Уступив, я предположил, что дурное место может оказаться наверху. Мои наброски к настоящему моменту скорее походили на сейсмографические записи края без землетрясений: ни единого «толчка».

— Будет гораздо легче, — посетовал я, — если вы перестанете со мной играть и просто скажете, где происходили явления. — Я заметил позади шкаф, отражавшийся в зеркале.

— Как уже объяснялось, Куилт, я не желаю насаждать в вашем уме никаких предположений, которые могли бы вызвать предвзятость.

— Допустим, я на кухне. Напротив меня шкаф…

— Который должен быть наглухо запечатан.

— Вообще-то, дверца приоткрыта.

— Что?

Я подошёл к шкафу, волоча за собой телефонный провод. Пока я это делал, дверца распахнулась наружу, выпустив воздух, пахнущий давно запертой сырой землёй.

— Она открывается, — сказал я. — Теперь дверца открылась полностью. Это оно? Уже теплее?

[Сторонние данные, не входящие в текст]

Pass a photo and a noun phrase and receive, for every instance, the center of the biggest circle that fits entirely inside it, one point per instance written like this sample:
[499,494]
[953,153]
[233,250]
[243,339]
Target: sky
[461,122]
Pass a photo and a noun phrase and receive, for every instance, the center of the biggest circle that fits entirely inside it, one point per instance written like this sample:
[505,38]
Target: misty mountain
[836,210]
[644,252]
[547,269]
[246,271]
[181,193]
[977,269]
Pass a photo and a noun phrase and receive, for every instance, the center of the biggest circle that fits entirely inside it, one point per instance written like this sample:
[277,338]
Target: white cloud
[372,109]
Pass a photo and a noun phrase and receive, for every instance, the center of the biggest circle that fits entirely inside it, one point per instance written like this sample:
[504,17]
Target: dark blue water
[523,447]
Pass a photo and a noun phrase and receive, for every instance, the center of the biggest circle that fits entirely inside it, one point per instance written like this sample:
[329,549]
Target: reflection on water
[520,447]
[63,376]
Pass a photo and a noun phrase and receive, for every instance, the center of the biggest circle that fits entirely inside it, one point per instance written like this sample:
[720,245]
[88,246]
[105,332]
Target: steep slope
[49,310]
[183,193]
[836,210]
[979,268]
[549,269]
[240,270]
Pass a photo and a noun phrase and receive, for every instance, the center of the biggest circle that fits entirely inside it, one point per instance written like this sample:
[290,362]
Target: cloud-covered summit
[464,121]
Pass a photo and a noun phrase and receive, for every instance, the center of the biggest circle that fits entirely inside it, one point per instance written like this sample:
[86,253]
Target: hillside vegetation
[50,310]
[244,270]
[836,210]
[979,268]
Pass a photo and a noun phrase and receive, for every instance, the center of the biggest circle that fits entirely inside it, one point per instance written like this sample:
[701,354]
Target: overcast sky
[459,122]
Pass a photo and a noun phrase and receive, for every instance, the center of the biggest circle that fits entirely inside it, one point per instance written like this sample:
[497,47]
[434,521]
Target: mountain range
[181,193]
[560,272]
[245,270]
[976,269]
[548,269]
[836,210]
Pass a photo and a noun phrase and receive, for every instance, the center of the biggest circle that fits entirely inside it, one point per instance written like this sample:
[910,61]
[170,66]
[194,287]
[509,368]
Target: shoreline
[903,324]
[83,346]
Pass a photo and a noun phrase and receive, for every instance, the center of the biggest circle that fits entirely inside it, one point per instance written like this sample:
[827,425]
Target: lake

— Нет. Держитесь подальше от этого шкафа, Куилт. Это приказ. Держитесь подальше. Запрещаю. Дверца может захлопнуться за вами. Её нельзя открыть изнутри. Вы можете задохнуться. Никто вас здесь не услышит.

Когда он это говорил, я слегка подтолкнул дверцу, чтобы та открылась побольше. Внутри показалось что-то, похожее на холщовый костюм, высовывающийся из чёрного портфеля. Я увидел на полу красочно разрисованную коробку.

— Дверца открылась полностью, — невинно промолвил я. — Это не коробка ли пастельных красок на полу?

— Закройте дверцу, Куилт. Закройте её прямо сейчас.

Я опустился на колени и открыл коробку. — Художественные принадлежности. И какой-то художницкий халат с капюшоном. Я никогда такого не видел.

— Джеффри, пожалуйста. Оставьте в покое этот шкаф.

Я вытащил комбинезон. Ткань была очень грубой, будто парусина. Одеяние пожелтело от старости, но ещё оставалось прочным. Ни в его назначении, ни в конструкции я сразу не разобрался. Там было множество застёжек, в таких местах, где не было смысла их размещать и ещё больше ремешков. Что самое необычное, капюшон не откидывался, чтобы позволить носителю оглядеться или хотя бы подышать свежим воздухом. У наряда, что я вытащил, на месте лица был сплошной металлический овал, встроенный в него, как тяжёлая, безликая маска.

— Вот это действительно странно, — протянул я. — Это вроде смирительной рубашки. Она очень старая…

— Чёрт вас подери, Куилт! Возраст этой вещи не имеет отношения к вашему заданию. Оставьте шкаф в покое и сосредоточьтесь на своей картине.

Именно тогда мной овладело почти необъяснимое стремление.

Пока из телефона изливались никчёмные предостережения — ворчание, угрозы и мольбы от, скорее всего, больного человека за много миль отсюда («Эти вещи — личная собственность. Они незаменимы. Вы не имеете права».) — мне показалось, что единственный возможный план действий — надеть этот комбинезон.

Я натянул его через голову. Меня захлестнул запах старого холста. И чего-то ещё, явственно отвратительного, вроде гниющего мяса. Ощущение от ткани тоже было довольно мерзким, сперва грубым, как металлическая мочалка, потом тёплым, мягким и упругим, как будто эта вещь — живая, как будто я очутился в огромной беззубой пасти, которая всё сильнее и сильнее сдавливала меня.

Я забился, пытаясь вдохнуть. Где-то, очень далеко отсюда, выкрикивал голос: — Уберите его, Куилт! Уберите его!

Телефонная трубка всё ещё оставалась у меня, в костюме, сумке, или где-то ещё.

— …перемётный костюм… — видимо, продолжал он говорить. — Чтоб вас, Куилт. Чтоб вас.

Здравомыслие тогда покинуло меня. Моё восприятие исказилось. Казалось, прошло несколько часов и лишь с предельным сосредоточением воли я смог выпутаться из этой вещи, словно это действительно была полная слизи тёмная пасть, сжимавшая меня всё крепче и крепче.

Затем я уселся на кухонном полу, а «перемётный костюм», громоздился у меня на коленях. Я нашарил телефон.